Plants may not need 8 glasses of water each day, but they appreciate a drink on a fairly regular basis. Listen to learn how best to give them their required dosage of H2O so that they are as fit as a fiddlehead.
This segment of The Old Farmer’s Almanac Garden Musings podcast series was written by George and Becky Lohmiller and is read by Heidi Stonehill, an Almanac editor.
The art of watering is one of the most difficult skills for gardeners to master. More plants die from improper watering (too much or too little) than from any other reason.
To tend to your plants’ water needs, first look at the soil. For healthy growth, plants must take in both water and oxygen through their roots. Soils containing mostly clay easily become waterlogged and have almost no air space. On the other hand, coarse sandy soils have plenty of space for air but drain water too quickly. Adding organic matter such as compost will improve both of these soils and help maintain the balance of water and air.
Plants grow best when given long, deep, infrequent waterings, which encourage deep rooting. Frequent light waterings encourage roots to grow too close to the soil surface, where they dry out quickly.
Most gardens and lawns need between 1 and 2 inches of water per week to completely saturate their root zones. To see how much water your sprinklers are applying, place cans around the area and measure the depth of water in each after you’ve finished watering. The amount of water that your plants actually need will depend upon weather and the site. Plants growing in shade, and those that are heavily mulched, may go for days without needing a drink; those exposed to wind and sun may require more frequent soakings. Don’t trust what you see on the surface of the soil to determine when to water; dig down 6 inches or more to see if it is moist in the root zone.
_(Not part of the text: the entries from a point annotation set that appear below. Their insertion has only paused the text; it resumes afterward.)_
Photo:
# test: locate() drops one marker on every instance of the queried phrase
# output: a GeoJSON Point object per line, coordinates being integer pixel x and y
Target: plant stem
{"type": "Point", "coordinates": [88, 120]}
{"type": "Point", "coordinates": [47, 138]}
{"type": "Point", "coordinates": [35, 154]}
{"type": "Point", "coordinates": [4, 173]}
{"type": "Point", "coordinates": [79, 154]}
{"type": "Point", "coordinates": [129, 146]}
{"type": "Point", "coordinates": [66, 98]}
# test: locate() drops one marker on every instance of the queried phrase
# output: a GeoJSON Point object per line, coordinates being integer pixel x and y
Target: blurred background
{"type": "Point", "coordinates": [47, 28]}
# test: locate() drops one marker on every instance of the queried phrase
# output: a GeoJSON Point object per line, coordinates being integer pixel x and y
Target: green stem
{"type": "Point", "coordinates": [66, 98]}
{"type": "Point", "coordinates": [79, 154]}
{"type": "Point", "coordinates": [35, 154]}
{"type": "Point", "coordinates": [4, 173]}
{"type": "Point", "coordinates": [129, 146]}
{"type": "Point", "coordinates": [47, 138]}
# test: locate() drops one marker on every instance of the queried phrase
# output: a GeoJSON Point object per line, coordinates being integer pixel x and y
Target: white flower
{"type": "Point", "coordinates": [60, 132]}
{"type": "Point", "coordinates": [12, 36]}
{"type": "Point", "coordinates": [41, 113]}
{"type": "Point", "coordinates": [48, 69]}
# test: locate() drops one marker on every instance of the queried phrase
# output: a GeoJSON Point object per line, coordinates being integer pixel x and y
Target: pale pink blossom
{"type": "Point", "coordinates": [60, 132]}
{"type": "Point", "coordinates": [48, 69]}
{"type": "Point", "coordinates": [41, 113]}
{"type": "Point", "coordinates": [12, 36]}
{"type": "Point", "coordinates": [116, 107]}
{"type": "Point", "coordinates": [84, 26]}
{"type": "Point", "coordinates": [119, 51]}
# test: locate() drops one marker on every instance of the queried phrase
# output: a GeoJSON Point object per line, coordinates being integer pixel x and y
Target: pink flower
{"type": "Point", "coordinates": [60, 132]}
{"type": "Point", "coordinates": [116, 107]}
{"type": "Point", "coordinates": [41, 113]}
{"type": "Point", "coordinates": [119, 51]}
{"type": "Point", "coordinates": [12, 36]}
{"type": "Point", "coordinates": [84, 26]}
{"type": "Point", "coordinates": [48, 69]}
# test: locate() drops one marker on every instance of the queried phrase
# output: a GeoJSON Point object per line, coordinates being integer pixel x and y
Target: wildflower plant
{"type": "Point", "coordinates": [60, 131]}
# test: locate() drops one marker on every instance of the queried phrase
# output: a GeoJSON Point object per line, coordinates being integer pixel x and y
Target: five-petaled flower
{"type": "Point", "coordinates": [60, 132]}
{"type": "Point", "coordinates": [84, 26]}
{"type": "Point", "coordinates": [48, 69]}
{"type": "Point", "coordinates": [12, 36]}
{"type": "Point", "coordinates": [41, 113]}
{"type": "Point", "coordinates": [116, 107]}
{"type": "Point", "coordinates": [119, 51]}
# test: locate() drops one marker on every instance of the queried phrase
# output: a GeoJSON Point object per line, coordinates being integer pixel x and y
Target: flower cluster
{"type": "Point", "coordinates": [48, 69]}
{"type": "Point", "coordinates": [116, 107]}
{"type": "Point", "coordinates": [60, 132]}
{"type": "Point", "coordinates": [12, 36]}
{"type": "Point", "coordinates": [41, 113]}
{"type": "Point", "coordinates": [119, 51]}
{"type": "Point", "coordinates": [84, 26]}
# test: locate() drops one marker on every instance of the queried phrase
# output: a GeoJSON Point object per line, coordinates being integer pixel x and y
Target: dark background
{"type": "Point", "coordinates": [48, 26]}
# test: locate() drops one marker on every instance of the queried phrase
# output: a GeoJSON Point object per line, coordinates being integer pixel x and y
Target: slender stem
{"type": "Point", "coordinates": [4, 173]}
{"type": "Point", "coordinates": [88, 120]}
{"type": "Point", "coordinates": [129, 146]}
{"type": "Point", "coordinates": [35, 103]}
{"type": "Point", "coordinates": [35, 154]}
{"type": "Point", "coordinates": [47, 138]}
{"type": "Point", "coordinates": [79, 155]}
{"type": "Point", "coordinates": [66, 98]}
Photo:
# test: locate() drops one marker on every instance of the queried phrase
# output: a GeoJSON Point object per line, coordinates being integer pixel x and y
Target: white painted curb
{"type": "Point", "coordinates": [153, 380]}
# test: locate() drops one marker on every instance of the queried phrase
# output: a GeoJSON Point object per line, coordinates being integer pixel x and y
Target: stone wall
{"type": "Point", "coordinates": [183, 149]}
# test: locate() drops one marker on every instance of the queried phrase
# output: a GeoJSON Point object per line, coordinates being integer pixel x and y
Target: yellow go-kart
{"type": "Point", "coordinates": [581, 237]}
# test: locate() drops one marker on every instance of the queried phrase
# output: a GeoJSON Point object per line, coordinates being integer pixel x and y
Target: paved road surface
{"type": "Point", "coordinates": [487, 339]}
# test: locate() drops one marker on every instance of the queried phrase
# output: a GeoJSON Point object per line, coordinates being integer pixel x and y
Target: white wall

Old gardening wisdom tells us to water only in the cool of the evening or in the morning before the wind comes up, but absolutely never in the heat of mid-afternoon. Watering at cool times will conserve water that otherwise might be lost to evaporation, but from the plants’ point of view, a cool shower on a sweltering afternoon is quite beneficial. Studies show that wetting the foliage during the hottest part of the day prevents wilt and encourages stronger turf, larger crop yields, and prolonged bloom on flowering plants. Hopefully, your plants will benefit when you follow a little watering advice that’s not all wet.